F**k Aristotle [FTS Week]

Petrarch, de sua multorumque ignorantia:

I think that Aristotle was a great and learned man, but also that he was just a human, and for that reason I think that there are some things – nay, many things, which he was unable to know. I would say a little more if it be allowed by those who are better friends to sects than to the truth. I believe, and by Hercules I don’t doubt it, that he went totally off the rails not only in small matters (in which a mistake is a small and hardly dangerous thing), but even in the greatest things which bear upon the key point of our health. And though he may have discussed many things concerning felicity in the beginning and in the end of his Ethics, I will dare to say – and my detractors may shout as they like – that he was so deeply ignorant of true happiness that any pious old lady, or fisherman, or faithful pastor, or farmer would be happier, and perhaps even more subtle, in their knowledge of it.

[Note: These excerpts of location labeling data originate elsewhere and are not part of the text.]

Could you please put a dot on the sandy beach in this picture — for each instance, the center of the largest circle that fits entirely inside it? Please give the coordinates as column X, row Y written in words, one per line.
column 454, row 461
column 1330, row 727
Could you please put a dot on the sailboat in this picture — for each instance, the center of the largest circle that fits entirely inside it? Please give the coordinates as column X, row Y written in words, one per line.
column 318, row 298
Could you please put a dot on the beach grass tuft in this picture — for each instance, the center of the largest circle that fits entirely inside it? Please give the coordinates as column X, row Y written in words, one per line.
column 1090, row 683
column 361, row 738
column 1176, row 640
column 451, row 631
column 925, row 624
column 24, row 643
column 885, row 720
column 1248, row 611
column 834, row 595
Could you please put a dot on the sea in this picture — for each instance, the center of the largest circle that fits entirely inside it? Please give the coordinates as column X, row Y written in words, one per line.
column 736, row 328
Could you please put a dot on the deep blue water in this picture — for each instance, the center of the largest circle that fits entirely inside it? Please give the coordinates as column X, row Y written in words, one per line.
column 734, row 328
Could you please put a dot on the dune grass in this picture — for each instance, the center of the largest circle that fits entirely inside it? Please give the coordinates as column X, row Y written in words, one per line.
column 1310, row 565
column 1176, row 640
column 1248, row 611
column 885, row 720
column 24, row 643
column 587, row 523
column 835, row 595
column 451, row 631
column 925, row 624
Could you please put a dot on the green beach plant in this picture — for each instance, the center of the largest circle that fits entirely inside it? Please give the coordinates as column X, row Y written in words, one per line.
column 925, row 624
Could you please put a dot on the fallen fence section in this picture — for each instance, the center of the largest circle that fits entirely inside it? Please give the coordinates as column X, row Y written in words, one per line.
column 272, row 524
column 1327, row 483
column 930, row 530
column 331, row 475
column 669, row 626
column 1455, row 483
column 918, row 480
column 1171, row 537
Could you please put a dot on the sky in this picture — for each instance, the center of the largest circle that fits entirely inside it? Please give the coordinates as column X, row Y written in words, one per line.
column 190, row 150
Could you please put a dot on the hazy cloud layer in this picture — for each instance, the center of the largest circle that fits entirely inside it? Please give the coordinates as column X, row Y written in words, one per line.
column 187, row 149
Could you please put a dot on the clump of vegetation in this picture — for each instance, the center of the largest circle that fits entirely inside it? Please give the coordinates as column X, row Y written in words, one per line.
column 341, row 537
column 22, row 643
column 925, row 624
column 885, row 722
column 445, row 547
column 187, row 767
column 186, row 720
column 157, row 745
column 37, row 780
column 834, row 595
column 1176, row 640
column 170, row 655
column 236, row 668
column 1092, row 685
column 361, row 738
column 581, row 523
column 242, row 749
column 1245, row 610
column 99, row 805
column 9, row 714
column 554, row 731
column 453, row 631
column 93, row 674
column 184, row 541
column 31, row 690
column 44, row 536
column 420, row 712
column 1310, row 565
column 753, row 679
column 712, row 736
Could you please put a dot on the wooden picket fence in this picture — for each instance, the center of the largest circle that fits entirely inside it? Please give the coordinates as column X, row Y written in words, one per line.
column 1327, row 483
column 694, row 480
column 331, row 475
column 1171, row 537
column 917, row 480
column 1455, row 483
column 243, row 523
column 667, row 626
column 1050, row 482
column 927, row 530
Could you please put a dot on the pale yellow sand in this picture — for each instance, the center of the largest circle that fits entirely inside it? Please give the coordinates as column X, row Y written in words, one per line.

Ego vero magnum quendam virum ac multiscium Aristotilem, sed fuisse hominem, et idcirco aliqua, imo et multa nescire potuisse arbitror; plus dicam, si per istos liceat non tam veri amicos quam sectarum: credo hercle, nec dubito, illum non in rebus tantum parvis, quarum parvus et minime periculosus est error, sed in maximis et spectantibus ad salutis summam aberrasse tota, ut aiunt, via. Et licet multa Ethicorum in principio et in fine de felicitate tractaverit, audebo dicere — clament ut libuerit censores mei — veram illum felicitatem sic penitus ignorasse, ut in eius cognitione, non dico subtilior, sed felicior fuerit vel quelibet anus pia, vel piscator pastorve fidelis, vel agricola.